Rapport d’enquête sur la sécurité du transport maritime M22P0029

Échouement
Bateau-taxi C12996BC Rocky Pass
Banc Coomes (Colombie-Britannique)

Le Bureau de la sécurité des transports du Canada (BST) a enquêté sur cet événement dans le but de promouvoir la sécurité des transports. Le Bureau n’est pas habilité à attribuer ni à déterminer les responsabilités civiles ou pénales. Le présent rapport n’est pas créé pour être utilisé dans le contexte d’une procédure judiciaire, disciplinaire ou autre.
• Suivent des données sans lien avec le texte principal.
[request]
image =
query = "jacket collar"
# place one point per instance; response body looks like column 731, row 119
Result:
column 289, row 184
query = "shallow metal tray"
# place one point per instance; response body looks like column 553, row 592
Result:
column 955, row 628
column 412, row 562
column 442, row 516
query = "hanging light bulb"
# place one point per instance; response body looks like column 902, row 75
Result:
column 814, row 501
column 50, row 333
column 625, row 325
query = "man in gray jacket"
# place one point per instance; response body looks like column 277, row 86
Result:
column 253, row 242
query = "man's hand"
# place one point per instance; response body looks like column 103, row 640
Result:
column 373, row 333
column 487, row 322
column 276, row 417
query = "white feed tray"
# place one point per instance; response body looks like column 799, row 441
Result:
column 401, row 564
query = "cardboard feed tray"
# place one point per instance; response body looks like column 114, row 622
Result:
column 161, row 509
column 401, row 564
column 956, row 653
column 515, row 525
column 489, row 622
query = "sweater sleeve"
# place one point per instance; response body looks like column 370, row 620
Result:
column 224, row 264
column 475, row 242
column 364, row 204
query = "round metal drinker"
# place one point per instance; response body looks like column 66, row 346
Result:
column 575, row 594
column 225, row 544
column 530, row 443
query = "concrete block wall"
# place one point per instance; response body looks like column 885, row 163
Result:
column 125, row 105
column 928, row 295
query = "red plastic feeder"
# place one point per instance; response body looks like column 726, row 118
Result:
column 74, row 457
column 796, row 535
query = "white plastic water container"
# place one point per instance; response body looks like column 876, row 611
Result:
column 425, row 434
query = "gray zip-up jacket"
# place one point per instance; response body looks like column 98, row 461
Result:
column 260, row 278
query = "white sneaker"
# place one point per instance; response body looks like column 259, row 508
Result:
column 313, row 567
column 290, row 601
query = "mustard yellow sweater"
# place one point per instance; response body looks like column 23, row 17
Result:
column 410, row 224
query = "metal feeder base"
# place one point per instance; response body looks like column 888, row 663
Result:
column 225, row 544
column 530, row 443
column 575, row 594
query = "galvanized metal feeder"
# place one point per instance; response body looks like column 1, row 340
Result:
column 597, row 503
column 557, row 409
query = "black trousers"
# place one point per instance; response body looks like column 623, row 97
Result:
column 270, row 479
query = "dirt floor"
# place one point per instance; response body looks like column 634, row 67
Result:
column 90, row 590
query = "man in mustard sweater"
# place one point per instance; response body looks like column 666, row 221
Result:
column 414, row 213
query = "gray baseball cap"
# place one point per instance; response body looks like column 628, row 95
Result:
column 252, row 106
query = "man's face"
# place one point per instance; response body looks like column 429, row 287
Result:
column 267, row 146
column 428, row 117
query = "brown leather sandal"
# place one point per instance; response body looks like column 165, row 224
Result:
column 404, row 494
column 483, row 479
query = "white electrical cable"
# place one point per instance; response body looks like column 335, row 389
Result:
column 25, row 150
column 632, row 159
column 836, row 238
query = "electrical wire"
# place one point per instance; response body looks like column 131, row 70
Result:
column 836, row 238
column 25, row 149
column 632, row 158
Voir Propriété et utilisation du contenu.

Table des matières

    Description du bateau

    Le Rocky Pass (figure 1) est un bateau-taxi doté d’une coque en aluminium et d’une cabine fermée. La cabine comporte le poste de conduite et une section sièges pour les passagers. Le poste de conduite, situé sur le côté tribord avant de la cabine, comporte un siège pour le conducteur, les commandes de propulsion, un radiotéléphone à très haute fréquence (VHF) et de l’équipement de navigation comprenant un radar, un compas magnétique et un GPS (système de positionnement mondial). La section sièges pour les passagers est constituée de rangées de sièges séparées par une allée centrale. La cabine est dotée de fenêtres avant, latérales et arrière qui offrent au conducteur une vue généralement dégagée. Les 2 moteurs hors-bord qui propulsent le bateau sont de 150 hp chacun et ont été installés en 2021.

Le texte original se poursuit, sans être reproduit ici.